6. Acknowledgment of Structural Limitations to Resident Wellness
Resident wellness has many structural limitations, including program and ACGME requirements that limit free time, schedule control, and ability to schedule time for self-care, which contribute to burnout. These are not within the control of the individual program but affect the larger context of resident wellness.
Conclusions
Residents identified several core areas that they would like included in wellness programs, including addressing basic needs, workplace wellness skills development, and options for processing difficult or traumatic situations. They also appreciated variety in wellness sessions and opportunities to develop community. Residents also expressed that having food at wellness sessions made them more likely to engage in the session. These findings are significant because they include topics that may not be typically considered in wellness programs.
Though this study was limited by a small sample size at a single institution, it can serve as a model for other institutions to complete reviews of their wellness programs.

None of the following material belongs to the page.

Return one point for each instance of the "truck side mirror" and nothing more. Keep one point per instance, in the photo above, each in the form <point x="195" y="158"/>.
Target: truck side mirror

We also aim to expand this project to other residencies to identify common themes to improve resident wellness curricula beyond the level of the individual program. While the focus group was facilitated by a resident to improve honesty of participants, this may have introduced bias; however, the facilitator did not participate in the feedback. Responses were de-identified before analysis by a paired resident and attending, who were not involved in wellness program planning, but were interested in improving resident satisfaction, which could be another potential area for bias.
Acknowledgments
The authors thank E. Christopher Bush, MD, for his mentorship of Alyssa Warburton-Silva, MD, and this project through the American Academy of Family Physicians Family Medicine Leads Emerging Leader Institute.